With the study still blinded, researchers assessed Mystical Experience Questionnaire (MEQ) scores as a signal on whether patients were in the psilocybin group or not. Those with high MEQ scores had a significant reduction in percentage of heavy drinking days through week 12, Dr. Bogenschutz said.

Meanwhile, results were presented for the first 10 patients in a 40-patient study of psilocybin for cocaine treatment at the University of Alabama at Birmingham. Patients taking psilocybin have significantly more days of abstinence and significantly better scores on the Severity of Dependence Scale, compared with placebo, said Peter L. Hendricks, MD, of the department of anesthesiology at UAB. He said patients have reported no adverse effects of the treatment so far.

The mechanisms at work remain something of a puzzle, researchers said. Some patients report lower levels of depression and higher life satisfaction scores, which suggests that the treatment could lead to better coping ability.

Finally, research at Johns Hopkins University in Baltimore involving psilocybin administration to healthy volunteers has found that a high mystical experience score predicts feelings of meaningfulness, spiritual significance, and openness at 14 months and longer after it is administered, said Roland R. Griffiths, PhD, professor of psychiatry and behavioral science and of neuroscience at Johns Hopkins.
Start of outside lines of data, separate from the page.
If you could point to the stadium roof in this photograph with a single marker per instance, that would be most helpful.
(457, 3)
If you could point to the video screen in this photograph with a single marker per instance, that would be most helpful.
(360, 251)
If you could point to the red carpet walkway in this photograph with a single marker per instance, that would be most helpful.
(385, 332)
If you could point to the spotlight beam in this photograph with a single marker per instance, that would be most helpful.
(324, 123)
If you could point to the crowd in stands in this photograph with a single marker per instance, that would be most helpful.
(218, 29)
“Psilocybin, when administered to carefully screened and prepared volunteers, can occasion unique experiences that are judged to be personally meaningful and which are associated with enduring positive changes in mood, attitudes, and behavior,” he said. Neuroplasticity and changes in functional connections in the brain also could be playing a role, Dr. Bogenschutz said.

In his study of AUD, Dr. Bogenschutz said, occasionally patients do report unpleasant experiences with psilocybin administration. However, one patient called the sessions a “crash course in dealing with feelings of disappointment, regret, shame, and unworthiness.”
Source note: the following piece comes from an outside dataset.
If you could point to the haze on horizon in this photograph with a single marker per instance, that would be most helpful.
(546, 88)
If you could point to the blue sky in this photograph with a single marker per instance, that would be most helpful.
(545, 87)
“There’s a lot of mystical-type content in these sessions, but there’s also a lot of other things going on,” he said, “that for many people seem to be equally important in terms of generating change.”

Dr. Bogenshutz reported funding from several sources, including the Heffter Research Institute, the Multidisciplinary Association for Psychedelic Studies, the National Institute on Drug Abuse, and the National Institute on Alcohol Abuse and Alcoholism. Dr. Griffiths reported funding from Heffter, the Fetzer Institute, the Templeton Foundation, the Riverstyx Foundation, the Council of Spiritual Practices, and NIDA. Dr. Hendricks reported no relevant disclosures.